PRESCRITIBILIDADE DA REPARAÇÃO DECORRENTE DE ILÍCITO CIVIL. JUÍZO DE
RETRATAÇÃO. IMPOSSIBILIDADE. 1. O Plenário do Supremo Tribunal
Federal, no julgamento do RE 669.069/MG (Rel. Min. Teori Zavascki,
Tribunal Pleno, DJe de 27/4/2016), com repercussão geral, firmou a
tese de que "É prescritível a ação de reparação de danos à Fazenda
Pública decorrente de ilícito civil".
2. No julgamento dos aclaratórios opostos no RE 669.069/MG (Rel.

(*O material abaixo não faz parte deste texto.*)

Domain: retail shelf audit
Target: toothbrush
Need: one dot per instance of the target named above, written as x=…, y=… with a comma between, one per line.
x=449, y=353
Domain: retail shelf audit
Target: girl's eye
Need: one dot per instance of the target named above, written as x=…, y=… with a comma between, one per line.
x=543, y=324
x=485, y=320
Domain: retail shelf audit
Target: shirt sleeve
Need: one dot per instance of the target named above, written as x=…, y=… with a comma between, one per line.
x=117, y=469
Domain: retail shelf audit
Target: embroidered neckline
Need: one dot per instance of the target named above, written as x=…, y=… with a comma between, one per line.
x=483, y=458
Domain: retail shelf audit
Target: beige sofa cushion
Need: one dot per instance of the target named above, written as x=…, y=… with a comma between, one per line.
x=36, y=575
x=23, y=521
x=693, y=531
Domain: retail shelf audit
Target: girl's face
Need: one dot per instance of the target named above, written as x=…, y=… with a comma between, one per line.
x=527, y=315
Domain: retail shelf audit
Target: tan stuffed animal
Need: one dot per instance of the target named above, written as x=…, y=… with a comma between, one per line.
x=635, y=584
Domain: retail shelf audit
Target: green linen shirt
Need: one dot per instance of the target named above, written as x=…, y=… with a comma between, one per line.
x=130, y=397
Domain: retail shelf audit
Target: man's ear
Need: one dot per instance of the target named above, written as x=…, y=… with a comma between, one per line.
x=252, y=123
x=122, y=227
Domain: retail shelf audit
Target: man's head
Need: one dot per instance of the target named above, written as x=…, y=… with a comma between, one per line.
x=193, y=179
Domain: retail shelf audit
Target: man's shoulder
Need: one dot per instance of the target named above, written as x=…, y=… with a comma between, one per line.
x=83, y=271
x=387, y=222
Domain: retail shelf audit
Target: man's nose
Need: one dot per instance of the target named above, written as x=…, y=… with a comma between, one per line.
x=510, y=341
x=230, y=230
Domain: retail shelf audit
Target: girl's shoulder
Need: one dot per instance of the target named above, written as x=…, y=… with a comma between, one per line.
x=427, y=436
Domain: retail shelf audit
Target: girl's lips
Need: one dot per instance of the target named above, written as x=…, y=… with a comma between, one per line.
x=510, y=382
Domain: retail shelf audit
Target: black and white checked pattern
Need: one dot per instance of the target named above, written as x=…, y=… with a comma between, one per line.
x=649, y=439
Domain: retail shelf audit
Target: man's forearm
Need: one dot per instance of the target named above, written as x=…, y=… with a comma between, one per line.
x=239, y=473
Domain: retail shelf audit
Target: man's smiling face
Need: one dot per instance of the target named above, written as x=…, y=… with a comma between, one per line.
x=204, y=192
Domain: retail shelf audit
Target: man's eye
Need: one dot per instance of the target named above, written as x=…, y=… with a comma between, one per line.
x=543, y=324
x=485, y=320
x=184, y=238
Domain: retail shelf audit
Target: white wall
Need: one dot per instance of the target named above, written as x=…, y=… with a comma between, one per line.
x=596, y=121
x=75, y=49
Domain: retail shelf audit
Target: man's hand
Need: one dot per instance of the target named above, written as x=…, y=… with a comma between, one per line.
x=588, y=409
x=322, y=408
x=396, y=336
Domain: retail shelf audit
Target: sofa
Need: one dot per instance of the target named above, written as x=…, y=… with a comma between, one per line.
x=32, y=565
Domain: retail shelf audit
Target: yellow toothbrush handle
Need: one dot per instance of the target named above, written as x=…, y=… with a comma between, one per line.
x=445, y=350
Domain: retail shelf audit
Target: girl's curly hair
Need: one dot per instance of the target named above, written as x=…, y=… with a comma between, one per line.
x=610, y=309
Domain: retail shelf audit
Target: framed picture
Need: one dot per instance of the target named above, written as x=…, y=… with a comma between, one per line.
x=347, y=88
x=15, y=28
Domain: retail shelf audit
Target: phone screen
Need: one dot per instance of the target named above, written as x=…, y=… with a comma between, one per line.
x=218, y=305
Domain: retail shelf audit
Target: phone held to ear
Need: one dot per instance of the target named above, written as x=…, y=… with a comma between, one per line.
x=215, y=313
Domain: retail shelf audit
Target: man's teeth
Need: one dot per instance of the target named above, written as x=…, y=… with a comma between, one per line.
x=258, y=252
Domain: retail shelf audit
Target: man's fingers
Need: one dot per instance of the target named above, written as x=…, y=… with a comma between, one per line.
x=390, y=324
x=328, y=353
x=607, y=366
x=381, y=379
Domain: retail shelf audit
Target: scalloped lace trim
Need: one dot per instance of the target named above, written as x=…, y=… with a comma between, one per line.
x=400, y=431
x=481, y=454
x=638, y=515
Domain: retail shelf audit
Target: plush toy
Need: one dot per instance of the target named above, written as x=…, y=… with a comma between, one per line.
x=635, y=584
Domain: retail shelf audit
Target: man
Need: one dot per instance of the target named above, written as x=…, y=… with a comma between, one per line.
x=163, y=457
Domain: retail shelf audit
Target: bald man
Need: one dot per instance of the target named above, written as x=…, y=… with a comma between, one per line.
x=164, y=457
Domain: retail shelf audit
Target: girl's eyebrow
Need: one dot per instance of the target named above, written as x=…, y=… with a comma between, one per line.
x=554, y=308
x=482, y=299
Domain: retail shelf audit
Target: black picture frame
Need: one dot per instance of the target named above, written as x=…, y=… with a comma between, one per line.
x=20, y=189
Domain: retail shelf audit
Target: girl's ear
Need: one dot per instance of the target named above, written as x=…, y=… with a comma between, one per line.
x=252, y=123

Min. Teori Zavascki, Tribunal Pleno, DJe de 29/6/2016), o STF
esclareceu que a orientação fixada, para fins de repercussão geral,
considerou "como ilícito civil os de natureza semelhante à do caso
concreto em exame, a saber: ilícitos decorrentes de acidente de
trânsito".
3. No caso concreto, observa-se que o pedido formulado na petição
inicial relativo ao ressarcimento ao erário provém da inobservância
da regra constitucional do prévio procedimento licitatório para a
celebração do contrato administrativo.
4. Portanto, a pretensão ressarcitória não constitui ilícito civil
decorrente de acidente de trânsito, já que a reparação pretendida na
ação civil pública adjacente decorre de ilícito de natureza
administrativa, de modo que a situação fática discutida no presente
recurso não se amolda ao Tema 666 do STF, revelando-se incabível a
realização do juízo de retratação previsto no art. 1.040, II, do
CPC/15.
5. Juízo de retratação rejeitado.
Decisão Completa
Vistos, relatados e discutidos estes autos, acordam os Ministros da
Primeira TURMA do Superior Tribunal de Justiça, por unanimidade,
rejeitar o juízo de retratação, nos termos do voto do Sr. Ministro
Relator. Os Srs. Ministros Regina Helena Costa, Gurgel de Faria
(Presidente), Napoleão Nunes Maia Filho e Benedito Gonçalves votaram
com o Sr. Ministro Relator.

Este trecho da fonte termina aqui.